Cleaning Data with OpenRefine: Basic Functions

A guide to using the OpenRefine program to organize messy datasets

Basic Functions

In order to get started, you must first import existing data into OpenRefine via the Create Project option.

  • This Computer - This is the most-used option. Browse your local computer for files.
  • Web Addresses (URLs) - You can pull online data from URLs.
  • Clipboard - You can paste in data here.
  • Database - You can connect to SQL databases.
  • Google Data - You can import a Google spreadsheet from Google Drive. For more detailed instructions, please access the official documentation.
    • By URL - If you publish and turn on link-sharing from your Google Drive, you can paste in the shareable URL to OpenRefine.
    • By File - You can grant OpenRefine access to all files in your Google Drive.

 

OpenRefine supports the following file formats:

  • Excel spreadsheet (XLS or XLSX)
  • Comma-separated values (CSV) or Text-separated values (TSV)
  • Text files
  • OpenDocument spreadsheet (ODS)
  • Fixed-width columns
  • JSON
  • XML
  • PC-Axis (PX)
  • MARC
  • RDF data (JSON-LD, N3, N-Triples, Turtle, RDF/XML)
  • Wikitext

 

Remember, OpenRefine does not modify your original source data; it creates a separate project file that is then exported.

OpenRefine automatically categorizes each cell of data into one of these formats based on its contents:

 

Text

Name, Role, Category, Location

Numeric

3.14

Date

2019-12-23T00:00:00Z

Boolean

A True/False value

Blank

A cell value of 0 length

Null

Absence of value

 

If data is incorrectly entered, you may encounter formatting issues. Format changes can be accomplished two ways.

 


 

Column Level

Generally, all data in a column will match and formatting can be applied on a columnar basis. Select the arrow next to the column header you would like to change. On the dropdown menu, go to Edit cells > Common transforms > Number / Date / Text

 

 


 

Cell Level

If there are cell level corrections that need to be made, simply drag the mouse over the cell in question and click on the blue Edit button that appears. In the popup box, click the dropdown menu for Data Type and select the correct format.

 

The Undo/Redo tab shows a history of actions you have taken and allows you to reverse or redo changes if you don't like the results. Every step or action is reversible. They appear in sequential order whenever you make changes such as renaming, splitting, or editing cells. Simply click on the step you would like to return to and the following step is reversed. 

 

 

This list of actions can also be exported and reapplied to other datasets. This could be useful if you are working with a recurring set of data on a weekly or monthly basis that will need to be ordered the same. Extracting the steps and then reapplying them to a different dataset takes the work out of repetitive data cleaning. 
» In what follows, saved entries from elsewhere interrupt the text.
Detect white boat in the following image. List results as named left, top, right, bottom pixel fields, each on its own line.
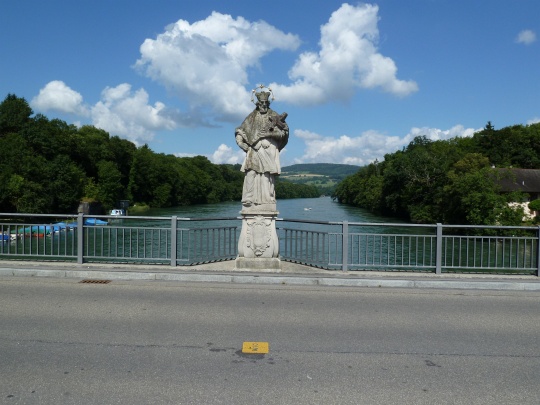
left=110, top=209, right=126, bottom=216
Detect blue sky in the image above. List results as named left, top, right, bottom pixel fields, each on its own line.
left=1, top=0, right=538, bottom=167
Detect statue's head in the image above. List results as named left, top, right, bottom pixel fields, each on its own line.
left=255, top=91, right=271, bottom=114
left=251, top=85, right=274, bottom=115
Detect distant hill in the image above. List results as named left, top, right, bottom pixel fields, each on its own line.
left=282, top=163, right=360, bottom=178
left=280, top=163, right=360, bottom=195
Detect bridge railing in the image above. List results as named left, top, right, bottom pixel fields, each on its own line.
left=277, top=220, right=540, bottom=276
left=1, top=213, right=539, bottom=276
left=0, top=213, right=241, bottom=266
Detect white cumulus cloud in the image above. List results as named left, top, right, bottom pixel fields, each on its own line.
left=294, top=124, right=479, bottom=165
left=31, top=6, right=423, bottom=155
left=294, top=128, right=407, bottom=166
left=31, top=80, right=89, bottom=116
left=271, top=3, right=418, bottom=105
left=32, top=5, right=418, bottom=143
left=210, top=143, right=245, bottom=164
left=406, top=125, right=479, bottom=142
left=516, top=29, right=537, bottom=45
left=91, top=84, right=178, bottom=144
left=32, top=81, right=184, bottom=145
left=134, top=11, right=301, bottom=122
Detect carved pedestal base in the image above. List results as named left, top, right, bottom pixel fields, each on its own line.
left=235, top=209, right=281, bottom=272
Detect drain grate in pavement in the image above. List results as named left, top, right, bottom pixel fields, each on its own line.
left=79, top=279, right=112, bottom=284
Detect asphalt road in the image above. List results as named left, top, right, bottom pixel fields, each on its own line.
left=1, top=277, right=539, bottom=405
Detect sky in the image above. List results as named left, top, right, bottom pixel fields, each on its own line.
left=1, top=0, right=539, bottom=167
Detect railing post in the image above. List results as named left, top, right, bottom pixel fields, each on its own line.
left=77, top=213, right=84, bottom=264
left=170, top=216, right=177, bottom=267
left=342, top=221, right=348, bottom=272
left=536, top=226, right=540, bottom=277
left=435, top=223, right=442, bottom=275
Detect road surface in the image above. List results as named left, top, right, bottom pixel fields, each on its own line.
left=1, top=277, right=539, bottom=404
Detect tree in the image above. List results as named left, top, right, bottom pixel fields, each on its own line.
left=46, top=155, right=86, bottom=213
left=472, top=122, right=540, bottom=168
left=379, top=136, right=463, bottom=222
left=528, top=199, right=540, bottom=212
left=275, top=180, right=319, bottom=199
left=13, top=179, right=51, bottom=213
left=108, top=135, right=136, bottom=189
left=443, top=154, right=525, bottom=225
left=0, top=133, right=33, bottom=211
left=96, top=160, right=123, bottom=210
left=0, top=94, right=33, bottom=135
left=72, top=126, right=113, bottom=178
left=333, top=163, right=383, bottom=212
left=128, top=145, right=162, bottom=205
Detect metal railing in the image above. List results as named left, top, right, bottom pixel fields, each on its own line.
left=277, top=221, right=540, bottom=275
left=1, top=213, right=539, bottom=275
left=0, top=213, right=239, bottom=266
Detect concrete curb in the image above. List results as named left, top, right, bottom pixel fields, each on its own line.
left=1, top=266, right=540, bottom=291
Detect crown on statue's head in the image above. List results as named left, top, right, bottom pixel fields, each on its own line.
left=251, top=84, right=275, bottom=105
left=256, top=91, right=271, bottom=102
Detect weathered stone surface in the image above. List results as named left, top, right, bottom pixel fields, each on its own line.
left=235, top=86, right=287, bottom=271
left=237, top=213, right=279, bottom=259
left=235, top=86, right=288, bottom=208
left=234, top=257, right=282, bottom=272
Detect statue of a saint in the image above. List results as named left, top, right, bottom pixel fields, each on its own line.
left=235, top=86, right=289, bottom=208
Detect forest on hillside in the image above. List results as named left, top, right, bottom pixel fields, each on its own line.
left=0, top=94, right=318, bottom=214
left=281, top=163, right=360, bottom=196
left=333, top=121, right=540, bottom=225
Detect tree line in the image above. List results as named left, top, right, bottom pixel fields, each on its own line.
left=333, top=121, right=540, bottom=225
left=0, top=94, right=318, bottom=214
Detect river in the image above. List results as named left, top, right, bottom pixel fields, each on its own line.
left=140, top=197, right=401, bottom=224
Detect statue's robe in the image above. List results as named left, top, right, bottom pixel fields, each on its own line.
left=235, top=108, right=289, bottom=206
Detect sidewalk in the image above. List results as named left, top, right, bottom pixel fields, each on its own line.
left=1, top=259, right=539, bottom=291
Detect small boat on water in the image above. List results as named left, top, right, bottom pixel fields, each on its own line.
left=53, top=222, right=77, bottom=231
left=84, top=218, right=108, bottom=226
left=6, top=222, right=79, bottom=239
left=110, top=209, right=126, bottom=216
left=18, top=225, right=56, bottom=237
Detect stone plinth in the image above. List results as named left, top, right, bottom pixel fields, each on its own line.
left=235, top=207, right=281, bottom=271
left=234, top=257, right=281, bottom=272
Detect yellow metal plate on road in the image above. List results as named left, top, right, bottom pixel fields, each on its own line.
left=242, top=341, right=269, bottom=354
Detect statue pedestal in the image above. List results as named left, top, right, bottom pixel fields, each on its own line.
left=235, top=206, right=281, bottom=271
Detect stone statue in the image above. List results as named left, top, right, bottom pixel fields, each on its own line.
left=235, top=86, right=288, bottom=270
left=235, top=86, right=289, bottom=210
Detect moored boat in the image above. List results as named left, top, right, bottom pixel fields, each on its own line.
left=84, top=218, right=109, bottom=226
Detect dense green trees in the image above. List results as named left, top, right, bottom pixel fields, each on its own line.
left=0, top=94, right=315, bottom=214
left=0, top=94, right=33, bottom=134
left=334, top=122, right=540, bottom=225
left=275, top=179, right=319, bottom=199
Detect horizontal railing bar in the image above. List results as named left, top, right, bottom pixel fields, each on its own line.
left=335, top=222, right=437, bottom=228
left=183, top=217, right=241, bottom=222
left=278, top=218, right=335, bottom=225
left=441, top=224, right=540, bottom=230
left=2, top=213, right=537, bottom=231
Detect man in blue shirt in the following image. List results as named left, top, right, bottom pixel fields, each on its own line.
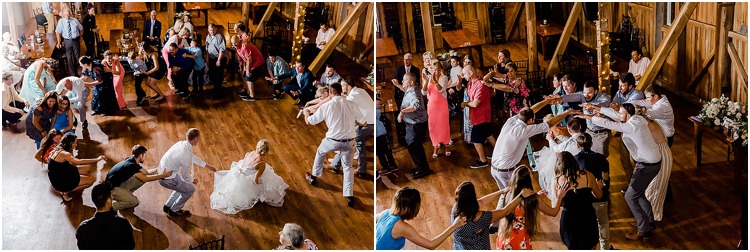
left=559, top=81, right=612, bottom=157
left=275, top=61, right=315, bottom=105
left=612, top=73, right=645, bottom=105
left=167, top=43, right=194, bottom=99
left=55, top=8, right=83, bottom=76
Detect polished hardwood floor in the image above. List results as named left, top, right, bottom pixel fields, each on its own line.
left=3, top=8, right=374, bottom=250
left=375, top=38, right=746, bottom=250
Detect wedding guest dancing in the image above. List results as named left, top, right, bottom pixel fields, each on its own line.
left=55, top=76, right=90, bottom=127
left=575, top=133, right=613, bottom=249
left=392, top=73, right=431, bottom=178
left=303, top=83, right=366, bottom=207
left=107, top=145, right=173, bottom=211
left=376, top=187, right=467, bottom=250
left=158, top=128, right=217, bottom=217
left=25, top=91, right=58, bottom=148
left=80, top=55, right=118, bottom=116
left=422, top=60, right=452, bottom=159
left=331, top=78, right=374, bottom=178
left=76, top=182, right=135, bottom=250
left=211, top=139, right=289, bottom=214
left=578, top=103, right=661, bottom=240
left=2, top=72, right=28, bottom=127
left=48, top=133, right=104, bottom=202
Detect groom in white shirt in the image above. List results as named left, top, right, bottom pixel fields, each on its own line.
left=158, top=128, right=217, bottom=217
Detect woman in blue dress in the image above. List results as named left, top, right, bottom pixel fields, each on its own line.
left=19, top=58, right=57, bottom=104
left=79, top=56, right=117, bottom=116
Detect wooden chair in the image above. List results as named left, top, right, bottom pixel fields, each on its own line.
left=227, top=22, right=237, bottom=34
left=33, top=8, right=48, bottom=34
left=513, top=59, right=529, bottom=79
left=189, top=235, right=225, bottom=250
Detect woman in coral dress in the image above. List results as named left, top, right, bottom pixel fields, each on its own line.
left=422, top=59, right=452, bottom=158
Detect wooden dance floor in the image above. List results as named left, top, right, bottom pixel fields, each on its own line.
left=2, top=54, right=374, bottom=249
left=375, top=40, right=745, bottom=250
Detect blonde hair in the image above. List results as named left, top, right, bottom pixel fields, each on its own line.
left=2, top=71, right=12, bottom=81
left=178, top=27, right=191, bottom=38
left=256, top=139, right=270, bottom=155
left=315, top=86, right=330, bottom=98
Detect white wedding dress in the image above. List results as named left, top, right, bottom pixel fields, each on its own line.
left=210, top=153, right=289, bottom=214
left=533, top=146, right=559, bottom=205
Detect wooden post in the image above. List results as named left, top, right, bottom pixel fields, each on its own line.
left=420, top=2, right=434, bottom=53
left=525, top=3, right=537, bottom=71
left=290, top=3, right=305, bottom=65
left=242, top=3, right=251, bottom=28
left=545, top=2, right=582, bottom=79
left=6, top=3, right=18, bottom=44
left=309, top=2, right=368, bottom=73
left=506, top=3, right=523, bottom=40
left=636, top=2, right=698, bottom=90
left=596, top=3, right=612, bottom=94
left=714, top=3, right=733, bottom=97
left=377, top=3, right=387, bottom=38
left=251, top=2, right=278, bottom=40
left=167, top=3, right=175, bottom=27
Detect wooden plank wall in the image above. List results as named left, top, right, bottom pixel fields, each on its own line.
left=278, top=2, right=374, bottom=66
left=730, top=2, right=748, bottom=104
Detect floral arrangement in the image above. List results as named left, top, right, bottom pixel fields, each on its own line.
left=698, top=95, right=748, bottom=146
left=175, top=11, right=191, bottom=19
left=436, top=50, right=459, bottom=61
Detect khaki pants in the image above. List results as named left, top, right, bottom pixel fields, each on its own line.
left=112, top=176, right=145, bottom=211
left=44, top=13, right=56, bottom=33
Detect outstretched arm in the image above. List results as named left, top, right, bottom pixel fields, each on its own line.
left=395, top=216, right=466, bottom=250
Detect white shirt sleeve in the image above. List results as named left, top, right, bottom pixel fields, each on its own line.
left=592, top=116, right=637, bottom=134
left=522, top=123, right=550, bottom=139
left=599, top=107, right=622, bottom=122
left=306, top=104, right=325, bottom=125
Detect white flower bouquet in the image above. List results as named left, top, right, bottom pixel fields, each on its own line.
left=698, top=95, right=748, bottom=146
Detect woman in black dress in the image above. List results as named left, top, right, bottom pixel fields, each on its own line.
left=556, top=151, right=603, bottom=249
left=141, top=45, right=167, bottom=102
left=47, top=133, right=105, bottom=202
left=80, top=56, right=117, bottom=116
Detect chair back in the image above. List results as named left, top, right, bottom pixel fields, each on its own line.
left=189, top=235, right=225, bottom=250
left=513, top=59, right=529, bottom=79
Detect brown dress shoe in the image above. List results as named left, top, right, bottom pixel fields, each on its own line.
left=625, top=231, right=652, bottom=240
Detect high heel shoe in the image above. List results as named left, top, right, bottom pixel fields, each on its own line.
left=147, top=94, right=159, bottom=99
left=154, top=96, right=166, bottom=102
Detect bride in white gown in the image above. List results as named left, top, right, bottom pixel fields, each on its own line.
left=211, top=139, right=289, bottom=214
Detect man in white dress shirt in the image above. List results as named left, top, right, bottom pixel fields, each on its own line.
left=331, top=78, right=374, bottom=178
left=158, top=128, right=217, bottom=216
left=628, top=48, right=651, bottom=84
left=304, top=83, right=366, bottom=207
left=315, top=22, right=335, bottom=50
left=578, top=103, right=661, bottom=240
left=491, top=97, right=573, bottom=190
left=56, top=76, right=91, bottom=128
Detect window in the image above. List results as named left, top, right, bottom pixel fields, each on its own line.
left=666, top=2, right=675, bottom=26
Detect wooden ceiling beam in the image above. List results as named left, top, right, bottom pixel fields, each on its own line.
left=251, top=2, right=278, bottom=40
left=636, top=2, right=698, bottom=90
left=420, top=2, right=435, bottom=53
left=309, top=2, right=368, bottom=73
left=545, top=2, right=582, bottom=79
left=525, top=3, right=537, bottom=71
left=505, top=3, right=523, bottom=39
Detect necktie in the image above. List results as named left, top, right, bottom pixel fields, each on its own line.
left=67, top=19, right=72, bottom=39
left=150, top=20, right=154, bottom=37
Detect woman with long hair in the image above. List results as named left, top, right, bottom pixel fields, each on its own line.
left=376, top=187, right=467, bottom=250
left=102, top=50, right=126, bottom=109
left=451, top=181, right=532, bottom=249
left=140, top=45, right=168, bottom=102
left=497, top=165, right=569, bottom=250
left=80, top=55, right=117, bottom=116
left=635, top=105, right=673, bottom=223
left=25, top=91, right=58, bottom=149
left=422, top=59, right=452, bottom=158
left=35, top=129, right=63, bottom=164
left=19, top=58, right=57, bottom=104
left=52, top=95, right=75, bottom=134
left=555, top=151, right=603, bottom=249
left=47, top=133, right=105, bottom=202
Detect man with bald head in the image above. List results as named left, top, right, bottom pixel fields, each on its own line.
left=56, top=76, right=92, bottom=128
left=143, top=10, right=162, bottom=47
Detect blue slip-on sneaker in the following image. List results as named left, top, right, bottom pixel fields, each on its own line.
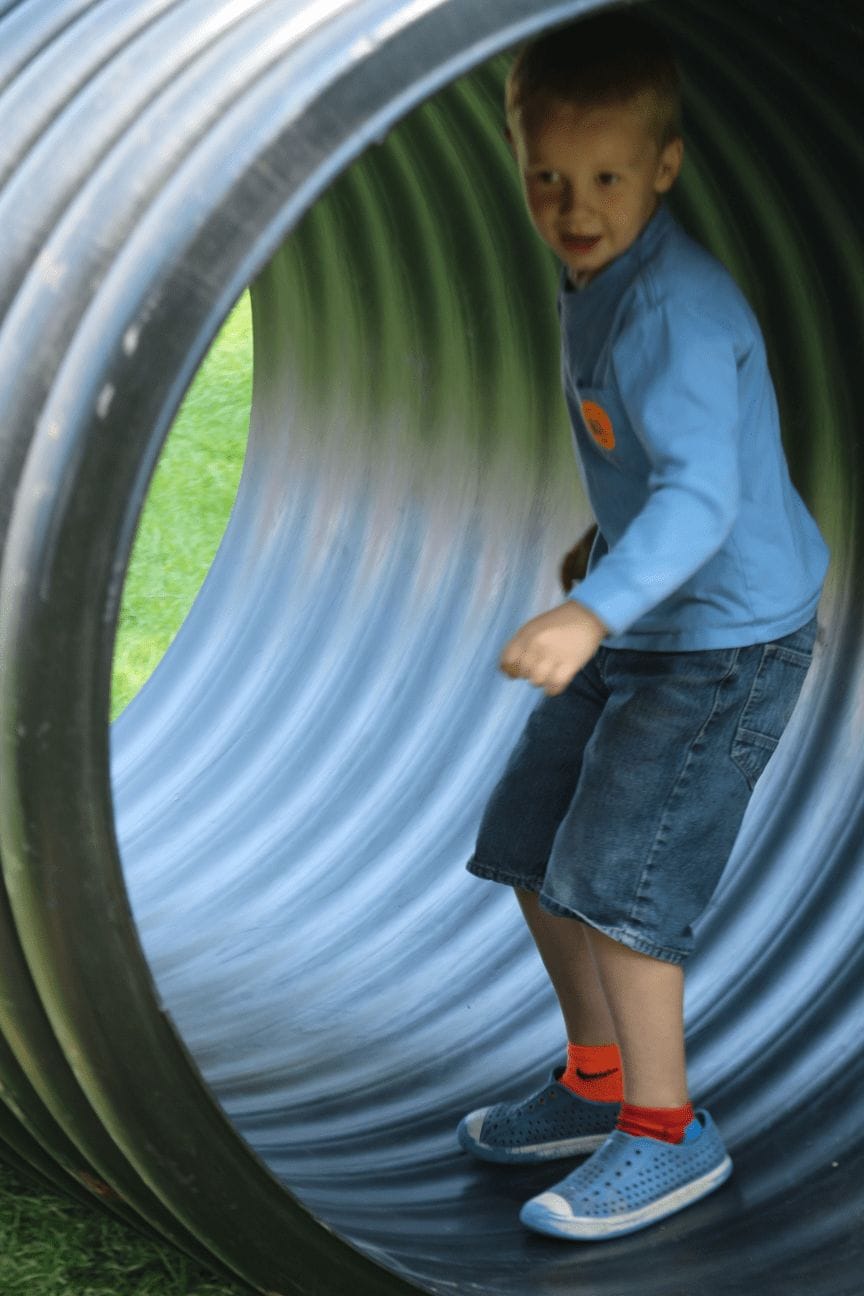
left=519, top=1109, right=732, bottom=1238
left=457, top=1066, right=620, bottom=1164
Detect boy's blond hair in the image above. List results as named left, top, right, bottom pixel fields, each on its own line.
left=506, top=10, right=683, bottom=150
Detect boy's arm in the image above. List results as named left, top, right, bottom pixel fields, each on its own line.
left=560, top=523, right=599, bottom=592
left=570, top=301, right=740, bottom=637
left=499, top=301, right=738, bottom=696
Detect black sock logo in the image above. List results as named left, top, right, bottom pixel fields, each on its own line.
left=576, top=1067, right=619, bottom=1082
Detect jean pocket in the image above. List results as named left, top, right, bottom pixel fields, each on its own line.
left=730, top=643, right=814, bottom=790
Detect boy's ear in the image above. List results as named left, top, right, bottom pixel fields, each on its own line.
left=656, top=135, right=684, bottom=192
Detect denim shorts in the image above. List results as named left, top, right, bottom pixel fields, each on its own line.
left=466, top=616, right=819, bottom=965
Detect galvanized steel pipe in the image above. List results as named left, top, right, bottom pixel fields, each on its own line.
left=0, top=1, right=862, bottom=1293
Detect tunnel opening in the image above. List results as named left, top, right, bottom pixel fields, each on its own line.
left=111, top=0, right=864, bottom=1288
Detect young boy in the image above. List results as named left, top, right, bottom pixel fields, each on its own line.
left=458, top=10, right=828, bottom=1241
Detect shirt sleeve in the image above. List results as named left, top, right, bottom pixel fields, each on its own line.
left=570, top=299, right=741, bottom=636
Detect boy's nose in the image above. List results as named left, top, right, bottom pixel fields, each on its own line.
left=558, top=183, right=588, bottom=217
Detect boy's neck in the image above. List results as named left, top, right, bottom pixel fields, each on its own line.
left=568, top=268, right=594, bottom=291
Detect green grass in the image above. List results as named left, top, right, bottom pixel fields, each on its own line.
left=0, top=297, right=256, bottom=1291
left=111, top=291, right=253, bottom=719
left=0, top=1160, right=250, bottom=1295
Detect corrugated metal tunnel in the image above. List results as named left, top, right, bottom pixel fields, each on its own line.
left=0, top=0, right=862, bottom=1293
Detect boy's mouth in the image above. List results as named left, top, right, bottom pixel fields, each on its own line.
left=563, top=234, right=601, bottom=254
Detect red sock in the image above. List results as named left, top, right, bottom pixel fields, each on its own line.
left=560, top=1042, right=623, bottom=1103
left=616, top=1101, right=695, bottom=1144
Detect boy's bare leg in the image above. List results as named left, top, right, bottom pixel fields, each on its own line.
left=515, top=888, right=617, bottom=1045
left=583, top=926, right=689, bottom=1107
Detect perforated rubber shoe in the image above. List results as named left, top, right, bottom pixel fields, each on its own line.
left=457, top=1066, right=620, bottom=1164
left=519, top=1109, right=732, bottom=1239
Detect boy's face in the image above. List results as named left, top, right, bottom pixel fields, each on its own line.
left=508, top=94, right=683, bottom=286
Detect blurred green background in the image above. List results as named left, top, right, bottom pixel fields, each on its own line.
left=111, top=292, right=253, bottom=719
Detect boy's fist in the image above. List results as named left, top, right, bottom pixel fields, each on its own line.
left=560, top=523, right=598, bottom=593
left=499, top=600, right=607, bottom=696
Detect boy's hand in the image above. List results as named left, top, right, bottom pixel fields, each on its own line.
left=500, top=601, right=608, bottom=696
left=560, top=523, right=599, bottom=593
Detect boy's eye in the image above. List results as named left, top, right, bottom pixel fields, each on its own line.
left=597, top=173, right=620, bottom=186
left=536, top=170, right=561, bottom=184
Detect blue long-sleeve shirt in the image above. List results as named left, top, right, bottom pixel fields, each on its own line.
left=560, top=201, right=829, bottom=650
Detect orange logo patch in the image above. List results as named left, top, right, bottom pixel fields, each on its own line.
left=581, top=400, right=615, bottom=451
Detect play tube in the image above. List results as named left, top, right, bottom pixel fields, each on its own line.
left=1, top=1, right=862, bottom=1292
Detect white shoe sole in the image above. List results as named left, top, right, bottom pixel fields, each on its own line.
left=521, top=1155, right=733, bottom=1238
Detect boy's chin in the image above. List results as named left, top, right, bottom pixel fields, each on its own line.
left=564, top=256, right=609, bottom=288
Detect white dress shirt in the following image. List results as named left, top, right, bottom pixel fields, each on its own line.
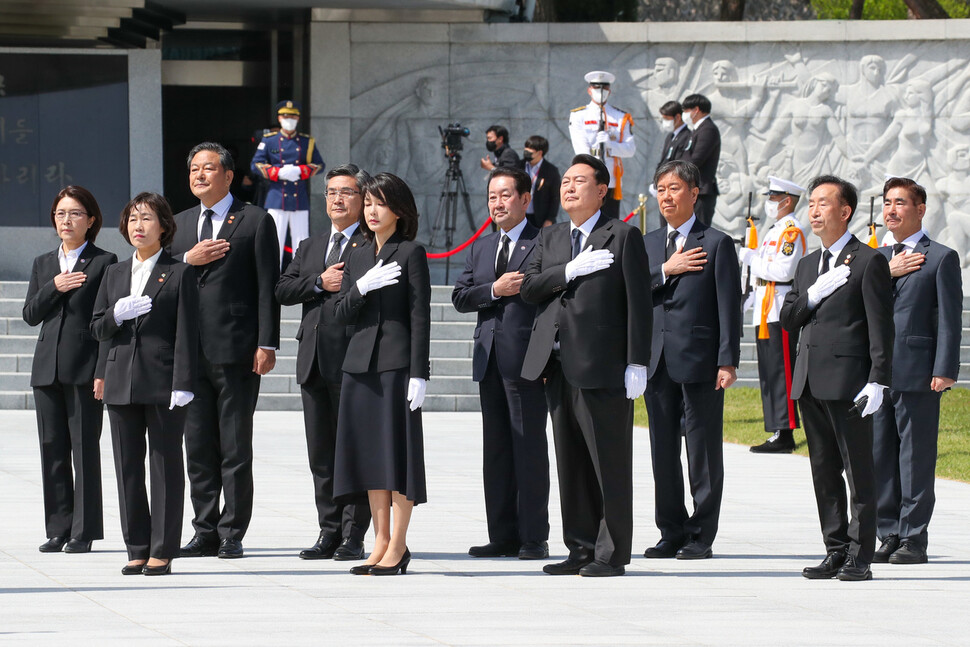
left=569, top=210, right=601, bottom=252
left=327, top=221, right=358, bottom=261
left=130, top=248, right=162, bottom=297
left=890, top=229, right=925, bottom=255
left=490, top=217, right=529, bottom=300
left=660, top=214, right=697, bottom=284
left=524, top=159, right=543, bottom=215
left=196, top=193, right=234, bottom=241
left=58, top=241, right=88, bottom=273
left=817, top=229, right=853, bottom=274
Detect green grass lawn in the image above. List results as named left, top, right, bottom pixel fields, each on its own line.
left=634, top=387, right=970, bottom=483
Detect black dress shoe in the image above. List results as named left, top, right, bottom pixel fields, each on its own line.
left=579, top=561, right=625, bottom=577
left=802, top=550, right=847, bottom=579
left=39, top=536, right=67, bottom=553
left=837, top=554, right=872, bottom=581
left=217, top=538, right=244, bottom=559
left=468, top=540, right=521, bottom=558
left=180, top=535, right=219, bottom=558
left=300, top=532, right=340, bottom=560
left=64, top=538, right=92, bottom=553
left=370, top=548, right=411, bottom=576
left=889, top=540, right=927, bottom=564
left=333, top=536, right=365, bottom=561
left=542, top=556, right=592, bottom=575
left=873, top=534, right=900, bottom=563
left=122, top=562, right=146, bottom=575
left=676, top=541, right=713, bottom=560
left=750, top=430, right=795, bottom=453
left=143, top=560, right=172, bottom=576
left=643, top=539, right=683, bottom=559
left=518, top=541, right=549, bottom=560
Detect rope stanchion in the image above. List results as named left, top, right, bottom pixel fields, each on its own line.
left=426, top=217, right=493, bottom=259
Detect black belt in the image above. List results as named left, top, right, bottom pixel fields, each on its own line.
left=756, top=279, right=793, bottom=287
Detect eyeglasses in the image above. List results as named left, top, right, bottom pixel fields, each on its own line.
left=325, top=188, right=360, bottom=199
left=54, top=210, right=88, bottom=222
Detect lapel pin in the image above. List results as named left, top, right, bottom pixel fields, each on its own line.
left=352, top=242, right=358, bottom=247
left=158, top=277, right=164, bottom=282
left=843, top=254, right=852, bottom=265
left=520, top=245, right=526, bottom=250
left=80, top=259, right=87, bottom=264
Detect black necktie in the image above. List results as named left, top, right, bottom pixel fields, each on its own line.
left=665, top=230, right=679, bottom=261
left=326, top=232, right=344, bottom=268
left=200, top=209, right=214, bottom=242
left=892, top=243, right=905, bottom=257
left=821, top=249, right=832, bottom=274
left=571, top=229, right=583, bottom=260
left=496, top=234, right=510, bottom=277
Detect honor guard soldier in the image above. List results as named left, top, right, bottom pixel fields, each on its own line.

To do this, click the Extract button at the top of the side panel and on the popup window, select Export.

 

 

To apply the same steps again, click on the Apply button next to Extract. On the popup window, copy/paste the saved steps into the box and click Perform operations.

 

Once you are finished cleaning your dataset, you are ready to save it and move on.

Navigate to the top right corner and click on Export.

The list includes several format options, many of them for advanced or specific purposes. For most general purposes, Excel 2007+ (.xslx) is the most commonly used format that is usable within Microsoft Excel and other spreadsheet programs. 

 

 

Your file will be exported in the chosen format to your Downloads folder.